Мария оказалась в более привычном окружении, чем могла ожидать, и, вероятно, не заметила особых перемен в пище и распорядке дня, потому что основную часть домашнего персонала королева привезла с собой из Франции: от камердинеров, швейцаров, поваров, буфетчиков, портного до священников, врачей и аптекаря. Она сохранила французскую прислугу на протяжении всего своего правления, оплачивая труды из дохода, который она получала как вдовствующая королева Франции, и ее штат вырос до ста семидесяти человек.

Другим оказался климат. Шотландия сильно отличалась от Парижа и от долины Луары. Летний зной не был столь безжалостным, как в Парижском бассейне или в Турене, а вот зима оказалась гораздо более суровой, чем в Пикардии или Нормандии. Весна приходила на шесть недель позже, а осень – примерно на месяц раньше.

Свита Марии сразу заметила бедность шотландцев. Бурдейль, отличавшийся склонностью к преувеличениям, предсказывал, что Марии будет легко произвести впечатление на бедняков: один только вид нищеты, вспоминал он, вызывал слезы жалости на ее глазах. А Сесилу, собиравшему все известия о прибытии королевы, донесли, что «бедность ее подданных значительно усилилась, каковы бы ни были ее намерения».

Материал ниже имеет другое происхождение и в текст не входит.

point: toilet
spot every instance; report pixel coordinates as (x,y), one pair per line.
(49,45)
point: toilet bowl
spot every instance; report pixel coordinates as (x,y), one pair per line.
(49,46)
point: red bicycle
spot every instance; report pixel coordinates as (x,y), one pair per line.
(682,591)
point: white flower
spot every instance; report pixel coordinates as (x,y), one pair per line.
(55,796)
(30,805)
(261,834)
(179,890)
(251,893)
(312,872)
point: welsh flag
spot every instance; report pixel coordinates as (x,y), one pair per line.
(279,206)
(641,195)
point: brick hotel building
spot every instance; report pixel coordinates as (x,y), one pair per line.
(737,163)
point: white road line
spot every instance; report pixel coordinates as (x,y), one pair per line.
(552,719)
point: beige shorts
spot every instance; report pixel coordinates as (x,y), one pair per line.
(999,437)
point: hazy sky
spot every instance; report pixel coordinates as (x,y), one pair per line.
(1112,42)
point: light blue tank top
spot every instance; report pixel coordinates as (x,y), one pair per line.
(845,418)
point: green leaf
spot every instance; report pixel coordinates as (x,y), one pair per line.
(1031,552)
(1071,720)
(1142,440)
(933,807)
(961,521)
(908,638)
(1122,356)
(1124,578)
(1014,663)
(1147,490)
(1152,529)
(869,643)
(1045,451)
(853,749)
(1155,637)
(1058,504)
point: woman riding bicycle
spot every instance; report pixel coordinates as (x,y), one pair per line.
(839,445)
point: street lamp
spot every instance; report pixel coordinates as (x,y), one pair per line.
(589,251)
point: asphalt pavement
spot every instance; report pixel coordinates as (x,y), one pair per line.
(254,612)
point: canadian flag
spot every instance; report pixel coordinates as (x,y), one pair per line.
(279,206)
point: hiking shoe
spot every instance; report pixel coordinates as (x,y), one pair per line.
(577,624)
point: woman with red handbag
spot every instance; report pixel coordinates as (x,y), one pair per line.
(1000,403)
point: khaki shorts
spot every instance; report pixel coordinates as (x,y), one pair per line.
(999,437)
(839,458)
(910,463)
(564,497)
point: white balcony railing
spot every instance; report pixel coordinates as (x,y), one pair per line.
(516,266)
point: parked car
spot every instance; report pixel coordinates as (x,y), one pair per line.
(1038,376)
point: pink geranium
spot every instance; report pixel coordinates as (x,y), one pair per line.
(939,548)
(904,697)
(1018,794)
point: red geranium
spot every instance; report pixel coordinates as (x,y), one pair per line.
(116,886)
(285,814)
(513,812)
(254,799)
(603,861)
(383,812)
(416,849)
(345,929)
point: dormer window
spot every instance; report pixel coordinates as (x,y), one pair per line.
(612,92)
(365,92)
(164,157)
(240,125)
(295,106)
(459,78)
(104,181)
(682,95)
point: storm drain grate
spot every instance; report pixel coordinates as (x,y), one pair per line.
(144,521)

Но проблемы на этом не заканчивались. Во Франции нищих было намного больше, чем в Шотландии, но разница заключалась не столько в скромном, на грани нищеты, существовании фермеров-арендаторов Шотландской низменности и батраков в горных районах, сколько в отсутствии заметной прослойки городской буржуазии за пределами Эдинбурга. Города и поселки были такими маленькими, что почти не влияли на жизнь страны. И это бросалось в глаза. Такой резкий контраст между хибарами деревенских жителей и замками и роскошными домами знати и землевладельцев лишний раз подтверждал пропасть между богатыми и бедными. Возвращению Марии повсеместно предшествовали слухи о ее огромных коллекциях платьев, бриллиантов и жемчугов, об украшенных драгоценными камнями вышивках, о золотой и серебряной посуде, о мебели и гобеленах. Именно в этом скрывалось очарование королевы Шотландии – в способности соперничать с роскошью королевских дворов Европы. И именно сама возможность соперничества внушала благоговение перед нею ее менее обеспеченных подданных, а не ее богатство как таковое.

Вскоре Мария почувствовала себя настолько уверенной в своем новом доме, что организовала свой первый торжественный въезд в Эдинбург. Этим она хотела компенсировать впечатление от своего скромного прибытия. Entrée royale был ключевым элементом культа монархии во Франции, и Мария решила, что теперь настал наиболее благоприятный момент, чтобы показать себя народу.

В одиннадцать часов утра 2 сентября она покинула Холирудский дворец через черный ход, обогнула город с севера и вернулась через специальный пролом, проделанный в городской стене. В сопровождении приближенных она торжественно поднялась по склону холма к замку, где в большой зале был устроен государственный прием, на котором Мария была хозяйкой, а знатные горожане – почетными гостями. Когда она покинула замок, в ее честь прозвучал салют из пушек.

На этом официальная часть entrée закончилась. За ней последовали пышные зрелища, организованные городским советом в честь возвращения королевы. Когда Мария спускалась по Касл-Хиллу, навстречу королеве вышли пятьдесят молодых людей, изображавших «мавров», – в костюмах из желтой тафты, в черных шляпах и масках, в драгоценных перстнях и с золотыми цепями. Образовалась процессия во главе со знатью и «маврами»; за ними следовала Мария в окружении представителей городских властей, которые несли над ней пурпурный балдахин. В подобных представлениях любимцами толпы были как раз «мавры» и «турки», и группы «мавров» всегда участвовали в процессиях, организованных в честь Марии де Гиз в ее бытность регентом. У городского совета оставался достаточный запас этих костюмов, и было решено их использовать.